MoE Travelogue: 6. Optimal Allocation Promotes Balance · English (unofficial) translations of posts at kexue.fm

Review of Methods

Among the two existing methods, Aux Loss is relatively simple: its core idea is “penalize wherever there is imbalance” by adding a regularization term that penalizes uneven load. However, Aux Loss has two problems: first, the penalty coefficient is tricky to tune—if too large it interferes with the main loss optimization, if too small the balancing effect is poor; second, Aux Loss relies on the Straight-Through Estimator (STE), which means its gradient is suboptimal and may introduce unknown effects beyond load balancing.

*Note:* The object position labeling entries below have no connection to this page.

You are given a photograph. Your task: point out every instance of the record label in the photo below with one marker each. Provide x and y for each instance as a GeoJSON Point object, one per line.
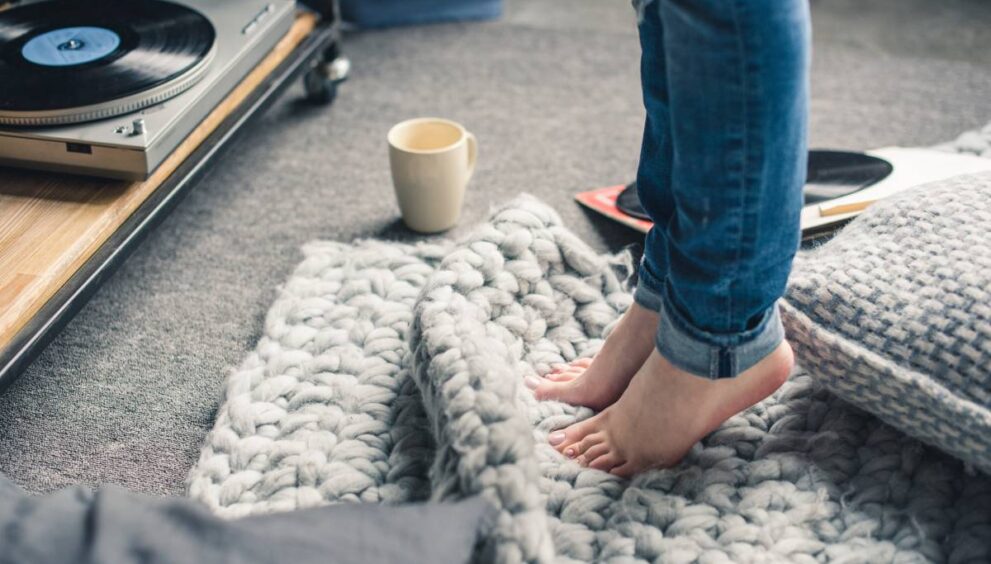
{"type": "Point", "coordinates": [70, 46]}
{"type": "Point", "coordinates": [67, 61]}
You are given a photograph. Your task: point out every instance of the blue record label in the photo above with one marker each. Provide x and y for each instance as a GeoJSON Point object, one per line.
{"type": "Point", "coordinates": [69, 46]}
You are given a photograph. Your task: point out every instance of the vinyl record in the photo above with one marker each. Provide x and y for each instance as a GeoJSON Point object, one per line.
{"type": "Point", "coordinates": [830, 174]}
{"type": "Point", "coordinates": [70, 61]}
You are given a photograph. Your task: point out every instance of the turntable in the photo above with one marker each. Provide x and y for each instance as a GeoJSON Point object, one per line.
{"type": "Point", "coordinates": [112, 91]}
{"type": "Point", "coordinates": [110, 110]}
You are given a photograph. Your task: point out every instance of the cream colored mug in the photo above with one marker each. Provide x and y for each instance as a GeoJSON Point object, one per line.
{"type": "Point", "coordinates": [432, 160]}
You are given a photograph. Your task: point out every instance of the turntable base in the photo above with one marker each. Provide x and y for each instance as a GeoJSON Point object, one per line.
{"type": "Point", "coordinates": [61, 235]}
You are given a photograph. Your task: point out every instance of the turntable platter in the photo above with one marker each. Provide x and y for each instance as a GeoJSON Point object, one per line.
{"type": "Point", "coordinates": [72, 61]}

To address this, DeepSeek proposed the second approach, Loss-Free, which introduces an additional bias term to assist ranking, as shown below: \boldsymbol{y} = \sum_{i\in \mathop{\mathrm{argtop}}_k \boldsymbol{\rho}} \rho_i \boldsymbol{e}_i \qquad\to\qquad \boldsymbol{y} = \sum_{i\in \mathop{\mathrm{argtop}}_k (\boldsymbol{\rho} + \boldsymbol{b})} \rho_i \boldsymbol{e}_i Note that \boldsymbol{b} is only used to adjust the ranking of experts; the weight multiplied onto the expert is still \rho_i, so it does not directly participate in the model’s computation and does not introduce interfering gradients. However, the lack of gradient for \boldsymbol{b} means we need to design a separate update rule. The idea is straightforward: the larger b_i is, the higher the chance that expert i is selected. So we first compute the current load distribution \boldsymbol{F}; if F_i exceeds the desired value 1/n, we decrease b_i, otherwise increase b_i: \boldsymbol{b} \leftarrow \boldsymbol{b} - \gamma \operatorname{sign}(\boldsymbol{F} - 1/n)

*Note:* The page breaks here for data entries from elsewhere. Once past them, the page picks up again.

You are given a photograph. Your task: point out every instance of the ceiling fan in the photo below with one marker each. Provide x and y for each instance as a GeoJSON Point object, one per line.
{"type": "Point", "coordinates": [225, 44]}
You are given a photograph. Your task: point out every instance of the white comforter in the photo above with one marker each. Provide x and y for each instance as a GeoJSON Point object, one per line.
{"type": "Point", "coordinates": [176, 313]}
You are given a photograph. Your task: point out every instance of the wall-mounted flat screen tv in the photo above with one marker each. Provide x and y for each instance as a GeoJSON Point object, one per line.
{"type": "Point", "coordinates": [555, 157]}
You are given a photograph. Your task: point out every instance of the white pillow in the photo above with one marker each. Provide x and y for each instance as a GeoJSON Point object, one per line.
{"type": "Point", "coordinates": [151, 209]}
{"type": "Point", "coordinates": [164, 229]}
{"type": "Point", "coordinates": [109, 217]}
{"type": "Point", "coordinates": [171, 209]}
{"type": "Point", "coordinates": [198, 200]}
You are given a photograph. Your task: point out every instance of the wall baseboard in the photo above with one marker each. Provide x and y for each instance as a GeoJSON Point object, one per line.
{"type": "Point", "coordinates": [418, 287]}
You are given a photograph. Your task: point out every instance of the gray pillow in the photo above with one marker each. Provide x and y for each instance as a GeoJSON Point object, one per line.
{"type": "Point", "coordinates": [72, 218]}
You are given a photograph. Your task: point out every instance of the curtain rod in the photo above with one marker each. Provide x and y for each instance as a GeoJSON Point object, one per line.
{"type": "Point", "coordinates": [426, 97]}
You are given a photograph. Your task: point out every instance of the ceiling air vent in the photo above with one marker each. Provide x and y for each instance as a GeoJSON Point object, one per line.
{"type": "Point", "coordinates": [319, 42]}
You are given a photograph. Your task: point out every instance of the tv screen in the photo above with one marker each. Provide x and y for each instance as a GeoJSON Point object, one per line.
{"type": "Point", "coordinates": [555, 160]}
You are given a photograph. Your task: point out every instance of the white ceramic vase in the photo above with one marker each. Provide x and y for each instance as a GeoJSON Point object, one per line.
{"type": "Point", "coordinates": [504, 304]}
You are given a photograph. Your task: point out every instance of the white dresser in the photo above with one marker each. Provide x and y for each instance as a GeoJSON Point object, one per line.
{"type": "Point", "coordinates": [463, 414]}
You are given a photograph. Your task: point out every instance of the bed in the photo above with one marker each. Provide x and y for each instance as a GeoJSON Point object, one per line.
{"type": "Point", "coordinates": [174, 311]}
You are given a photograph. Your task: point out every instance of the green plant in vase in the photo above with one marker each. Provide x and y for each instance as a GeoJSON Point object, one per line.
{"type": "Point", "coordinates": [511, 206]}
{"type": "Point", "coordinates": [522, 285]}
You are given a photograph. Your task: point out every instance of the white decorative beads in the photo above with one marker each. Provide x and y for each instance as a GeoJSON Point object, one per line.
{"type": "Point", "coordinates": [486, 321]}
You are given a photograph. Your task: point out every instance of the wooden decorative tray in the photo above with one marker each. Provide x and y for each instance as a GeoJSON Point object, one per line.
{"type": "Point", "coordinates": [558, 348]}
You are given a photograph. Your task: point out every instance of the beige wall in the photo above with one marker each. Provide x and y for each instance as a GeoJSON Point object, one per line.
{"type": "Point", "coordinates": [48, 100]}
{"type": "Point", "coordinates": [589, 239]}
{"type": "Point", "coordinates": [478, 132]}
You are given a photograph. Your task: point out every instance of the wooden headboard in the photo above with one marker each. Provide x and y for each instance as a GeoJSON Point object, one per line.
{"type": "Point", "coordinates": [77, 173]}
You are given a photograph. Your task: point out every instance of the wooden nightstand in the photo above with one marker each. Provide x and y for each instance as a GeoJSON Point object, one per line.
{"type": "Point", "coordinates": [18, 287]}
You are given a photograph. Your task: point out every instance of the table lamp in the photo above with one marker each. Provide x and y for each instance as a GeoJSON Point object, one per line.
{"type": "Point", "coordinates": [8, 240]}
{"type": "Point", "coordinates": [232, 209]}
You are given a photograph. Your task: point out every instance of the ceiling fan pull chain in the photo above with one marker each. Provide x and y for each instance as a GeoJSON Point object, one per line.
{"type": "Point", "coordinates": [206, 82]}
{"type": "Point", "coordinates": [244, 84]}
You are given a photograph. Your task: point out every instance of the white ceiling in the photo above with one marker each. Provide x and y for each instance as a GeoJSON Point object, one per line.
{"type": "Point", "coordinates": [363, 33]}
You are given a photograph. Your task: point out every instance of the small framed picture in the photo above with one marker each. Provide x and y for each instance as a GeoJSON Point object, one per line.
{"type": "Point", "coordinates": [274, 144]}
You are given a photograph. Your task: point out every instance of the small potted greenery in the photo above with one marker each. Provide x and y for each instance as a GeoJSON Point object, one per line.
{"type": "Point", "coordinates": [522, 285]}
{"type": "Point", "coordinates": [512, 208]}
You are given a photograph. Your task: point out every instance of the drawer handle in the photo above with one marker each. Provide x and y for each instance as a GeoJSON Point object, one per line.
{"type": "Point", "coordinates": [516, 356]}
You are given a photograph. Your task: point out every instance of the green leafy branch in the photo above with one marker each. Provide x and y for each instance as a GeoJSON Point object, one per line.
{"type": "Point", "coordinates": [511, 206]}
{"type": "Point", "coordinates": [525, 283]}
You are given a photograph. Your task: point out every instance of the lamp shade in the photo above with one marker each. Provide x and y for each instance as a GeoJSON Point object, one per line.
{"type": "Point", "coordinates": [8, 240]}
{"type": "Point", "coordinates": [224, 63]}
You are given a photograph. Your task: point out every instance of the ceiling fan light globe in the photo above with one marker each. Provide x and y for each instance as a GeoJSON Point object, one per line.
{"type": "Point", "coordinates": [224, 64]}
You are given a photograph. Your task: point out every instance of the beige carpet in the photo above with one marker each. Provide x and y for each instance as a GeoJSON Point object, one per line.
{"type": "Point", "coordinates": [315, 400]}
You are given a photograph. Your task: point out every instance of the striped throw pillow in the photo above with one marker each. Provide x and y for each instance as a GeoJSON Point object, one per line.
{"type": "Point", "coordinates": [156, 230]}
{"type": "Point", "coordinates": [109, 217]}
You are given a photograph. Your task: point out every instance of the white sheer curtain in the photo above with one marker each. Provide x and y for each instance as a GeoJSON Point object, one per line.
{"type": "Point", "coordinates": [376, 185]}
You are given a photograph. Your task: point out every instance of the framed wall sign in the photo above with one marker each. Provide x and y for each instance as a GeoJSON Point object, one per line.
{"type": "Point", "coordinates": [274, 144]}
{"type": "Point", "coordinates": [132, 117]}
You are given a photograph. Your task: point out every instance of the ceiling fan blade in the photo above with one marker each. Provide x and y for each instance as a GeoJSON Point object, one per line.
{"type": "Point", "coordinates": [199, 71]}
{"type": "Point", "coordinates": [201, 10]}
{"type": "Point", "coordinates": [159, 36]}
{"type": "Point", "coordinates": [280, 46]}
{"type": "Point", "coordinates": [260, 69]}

Overall, Loss-Free is less intrusive to the model and indeed simpler and more elegant, but it is not perfect. Although it does not have a penalty coefficient like Aux Loss, it still has a \gamma parameter to tune, which acts as the learning rate for \boldsymbol{b}; the original paper recommends \gamma=10^{-3}. This is tightly coupled with the sigmoid activation used for \boldsymbol{\rho}; if the activation function is changed, \gamma needs to be retuned.

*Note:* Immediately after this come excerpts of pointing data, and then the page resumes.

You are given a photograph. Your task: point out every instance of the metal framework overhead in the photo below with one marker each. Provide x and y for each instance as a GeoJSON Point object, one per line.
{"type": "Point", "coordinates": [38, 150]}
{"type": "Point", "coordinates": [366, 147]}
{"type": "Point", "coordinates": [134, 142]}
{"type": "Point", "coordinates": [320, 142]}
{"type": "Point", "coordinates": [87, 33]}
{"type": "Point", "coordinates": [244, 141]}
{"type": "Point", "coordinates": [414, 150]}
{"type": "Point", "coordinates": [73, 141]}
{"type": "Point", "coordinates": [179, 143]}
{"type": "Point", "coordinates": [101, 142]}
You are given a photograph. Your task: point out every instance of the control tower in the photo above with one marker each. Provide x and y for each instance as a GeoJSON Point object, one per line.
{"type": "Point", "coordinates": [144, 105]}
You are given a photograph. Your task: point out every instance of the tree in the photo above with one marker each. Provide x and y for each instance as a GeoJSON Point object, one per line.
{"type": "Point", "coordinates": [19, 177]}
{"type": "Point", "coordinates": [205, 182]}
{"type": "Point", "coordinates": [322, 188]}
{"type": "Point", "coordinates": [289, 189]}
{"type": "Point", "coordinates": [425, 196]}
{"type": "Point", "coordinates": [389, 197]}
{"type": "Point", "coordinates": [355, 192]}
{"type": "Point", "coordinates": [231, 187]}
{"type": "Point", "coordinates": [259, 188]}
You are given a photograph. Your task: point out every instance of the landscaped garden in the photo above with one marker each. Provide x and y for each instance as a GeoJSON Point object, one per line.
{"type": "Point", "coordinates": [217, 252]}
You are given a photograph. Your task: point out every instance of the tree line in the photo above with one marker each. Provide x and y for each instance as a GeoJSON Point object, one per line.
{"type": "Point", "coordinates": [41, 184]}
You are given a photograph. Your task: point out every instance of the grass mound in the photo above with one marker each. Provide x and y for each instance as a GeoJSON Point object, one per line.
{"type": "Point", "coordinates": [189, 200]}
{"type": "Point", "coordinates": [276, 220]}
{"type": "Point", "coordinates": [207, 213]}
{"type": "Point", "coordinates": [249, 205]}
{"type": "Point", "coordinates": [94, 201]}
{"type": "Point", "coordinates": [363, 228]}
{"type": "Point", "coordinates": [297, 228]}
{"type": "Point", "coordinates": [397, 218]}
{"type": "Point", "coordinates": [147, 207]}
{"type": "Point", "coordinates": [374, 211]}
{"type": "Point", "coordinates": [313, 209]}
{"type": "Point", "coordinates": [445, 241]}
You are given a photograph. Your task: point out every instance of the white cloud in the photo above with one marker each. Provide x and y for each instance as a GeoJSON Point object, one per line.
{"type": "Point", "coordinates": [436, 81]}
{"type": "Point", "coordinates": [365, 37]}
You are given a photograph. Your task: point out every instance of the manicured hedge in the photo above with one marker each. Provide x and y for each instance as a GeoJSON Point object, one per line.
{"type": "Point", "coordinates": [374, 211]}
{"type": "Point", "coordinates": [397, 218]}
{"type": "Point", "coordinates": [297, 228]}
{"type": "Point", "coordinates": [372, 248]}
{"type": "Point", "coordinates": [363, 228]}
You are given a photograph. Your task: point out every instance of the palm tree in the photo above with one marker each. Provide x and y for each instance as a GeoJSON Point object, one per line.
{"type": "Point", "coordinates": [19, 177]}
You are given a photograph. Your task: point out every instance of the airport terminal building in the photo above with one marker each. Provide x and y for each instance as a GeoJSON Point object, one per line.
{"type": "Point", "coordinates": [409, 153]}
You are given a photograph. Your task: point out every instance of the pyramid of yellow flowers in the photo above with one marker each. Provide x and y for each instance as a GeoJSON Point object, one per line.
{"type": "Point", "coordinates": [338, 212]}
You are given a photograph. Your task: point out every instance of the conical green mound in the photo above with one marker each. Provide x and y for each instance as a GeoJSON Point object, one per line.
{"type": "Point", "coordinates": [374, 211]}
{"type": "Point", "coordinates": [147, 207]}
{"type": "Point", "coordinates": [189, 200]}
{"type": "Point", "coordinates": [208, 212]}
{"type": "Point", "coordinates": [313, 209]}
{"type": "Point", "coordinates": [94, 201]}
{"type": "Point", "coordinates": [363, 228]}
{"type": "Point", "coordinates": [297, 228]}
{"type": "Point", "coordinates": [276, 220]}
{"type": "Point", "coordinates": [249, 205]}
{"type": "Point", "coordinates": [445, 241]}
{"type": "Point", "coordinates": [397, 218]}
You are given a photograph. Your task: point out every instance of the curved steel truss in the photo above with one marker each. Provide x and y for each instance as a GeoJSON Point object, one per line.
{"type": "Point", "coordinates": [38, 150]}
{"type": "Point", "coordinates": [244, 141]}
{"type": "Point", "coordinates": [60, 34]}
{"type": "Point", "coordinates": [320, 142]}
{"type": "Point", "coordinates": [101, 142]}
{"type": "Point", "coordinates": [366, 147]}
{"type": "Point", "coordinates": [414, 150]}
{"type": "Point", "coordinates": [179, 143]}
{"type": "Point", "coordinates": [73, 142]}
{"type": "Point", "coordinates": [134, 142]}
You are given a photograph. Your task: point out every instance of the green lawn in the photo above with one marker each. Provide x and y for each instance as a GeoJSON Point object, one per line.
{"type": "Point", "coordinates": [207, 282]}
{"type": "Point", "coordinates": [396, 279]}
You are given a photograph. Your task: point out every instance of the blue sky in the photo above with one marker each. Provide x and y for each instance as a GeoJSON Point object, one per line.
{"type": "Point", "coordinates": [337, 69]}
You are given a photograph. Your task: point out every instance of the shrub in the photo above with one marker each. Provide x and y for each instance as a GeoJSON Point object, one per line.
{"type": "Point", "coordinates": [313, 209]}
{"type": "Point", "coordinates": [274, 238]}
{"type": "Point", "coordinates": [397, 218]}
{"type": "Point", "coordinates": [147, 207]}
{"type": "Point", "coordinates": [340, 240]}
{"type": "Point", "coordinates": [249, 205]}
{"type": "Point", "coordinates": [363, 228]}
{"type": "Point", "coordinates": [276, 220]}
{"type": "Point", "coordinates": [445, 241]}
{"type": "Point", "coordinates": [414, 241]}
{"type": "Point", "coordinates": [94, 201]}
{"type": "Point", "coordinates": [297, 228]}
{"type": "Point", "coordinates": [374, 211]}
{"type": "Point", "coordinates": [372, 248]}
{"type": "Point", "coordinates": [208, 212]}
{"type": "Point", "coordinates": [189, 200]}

Furthermore, even with sigmoid activation, some layers may have a very skewed \boldsymbol{\rho} distribution, making the model sensitive to \gamma; a constant \gamma struggles to achieve balance. This is not uncommon: for example, if the first few layers use MoE, they often have difficulty balancing, which is why the ‘first_k_dense’ trick exists; also when the model is large or the total number of experts n is large, individual layers can easily become hard to balance.

Linear Programming

Let us formulate the problem more precisely: Suppose there are m tokens, and the router for the i-th token gives scores \boldsymbol{s}_i = (s_{i,1},s_{i,2},\dots,s_{i,n}) for the n experts. So there are mn scores in total; they may be positive or negative and need not lie within a predefined range. We want to use these scores to devise an assignment plan that decides which experts each token should activate.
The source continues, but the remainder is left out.